Realizing that CIOs and CMOs probably hate stories of a battle raging between them, there is actually a peaceful, and logical, middle ground in which the two work together to harness the vastness of big data to create real-time – and importantly, actionable – analytics. While the CMO brings the marketing skills to the table, the CIO has the technical chops to deal with capturing, processing and integrating data to make it useful.
Mobile transition requires new tools
The CMO is in a particularly prime position in the increasingly important mobile channel, as the feedback loop is uniquely personal and immediate. The ability to measure, predict and act upon an end-user action has never been more precise.
However, mobile is a different beast and legacy systems designed for the web rely on cookies to track user interaction. As we go more mobile, we enter a world devoid of cookies. New tools are required to match mobile users to their actions across multiple channels. Along with new tools, there needs to be a new partnership – the CMO and CIO united as a Dynamic Duo – working diligently together to deliver the cloud-based and back-office infrastructure required to pull actionable information from big data across all channels: bricks and mortar, web and mobile.
New focus on data-driven outreach
To get a view into what makes the CMO so potentially powerful, let’s turn to another battle, the one that happens on a quarterly basis across corporate America and beyond: The fight to make the quarterly earnings number.

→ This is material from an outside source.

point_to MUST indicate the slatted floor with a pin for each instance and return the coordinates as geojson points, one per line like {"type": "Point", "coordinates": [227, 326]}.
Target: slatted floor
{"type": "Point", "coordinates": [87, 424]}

Typically, a CEO faced with a sales or earnings shortfall will turn to the CFO and the head of sales and say: “What can you do?”

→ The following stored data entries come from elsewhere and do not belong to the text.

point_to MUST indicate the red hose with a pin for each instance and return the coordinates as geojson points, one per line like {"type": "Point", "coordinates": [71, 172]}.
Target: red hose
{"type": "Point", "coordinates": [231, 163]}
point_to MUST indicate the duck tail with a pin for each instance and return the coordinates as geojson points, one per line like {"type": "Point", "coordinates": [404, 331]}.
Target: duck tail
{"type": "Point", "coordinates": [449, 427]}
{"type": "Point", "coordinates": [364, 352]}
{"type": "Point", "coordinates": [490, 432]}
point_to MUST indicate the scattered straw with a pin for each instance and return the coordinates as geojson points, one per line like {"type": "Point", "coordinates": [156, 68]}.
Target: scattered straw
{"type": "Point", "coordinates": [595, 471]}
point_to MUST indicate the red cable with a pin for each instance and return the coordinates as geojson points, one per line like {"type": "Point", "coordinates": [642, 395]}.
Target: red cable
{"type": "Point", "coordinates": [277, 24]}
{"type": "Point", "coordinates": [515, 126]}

The honest answer is: short term, not much. They can jam the channel, which will make the next quarter’s number even harder to achieve. Or shovel product out the door at prices that wouldn’t otherwise make sense. But by the time the word gets to the field and actions kick into gear, there can be quite a lag in results. And, again, these results may have value only for the short-term.
In the very near future – one that has already arrived for some organizations – the CEO turns to the CMO, who looks up from his or her laptop and says: “No problem. We should make that number by noon.”
The CFO and head of sales turn and say in unison: “How?”
“While you were talking I found an overstock of our Zing42 and sent an offer to 234,000 customers who have purchased this in the past, and statistically are ready to buy again, and to another 341,000 customers who haven’t purchased this yet, but show a high probability of doing so at the price point we are offering.”
No hurried sales calls to the field asking them to stuff the channel. No broadcasting of sales and discounts that can tarnish an image or weaken a brand. But rather, an analytically-driven offer to a curated digital audience delivered via a simple mobile notification, or in-application offer, to thousands of people who are analyzed and selected to be eager buyers.
This is the look of the CMO ascending: Powered by a cloud of mobile, big data and real-time analytics.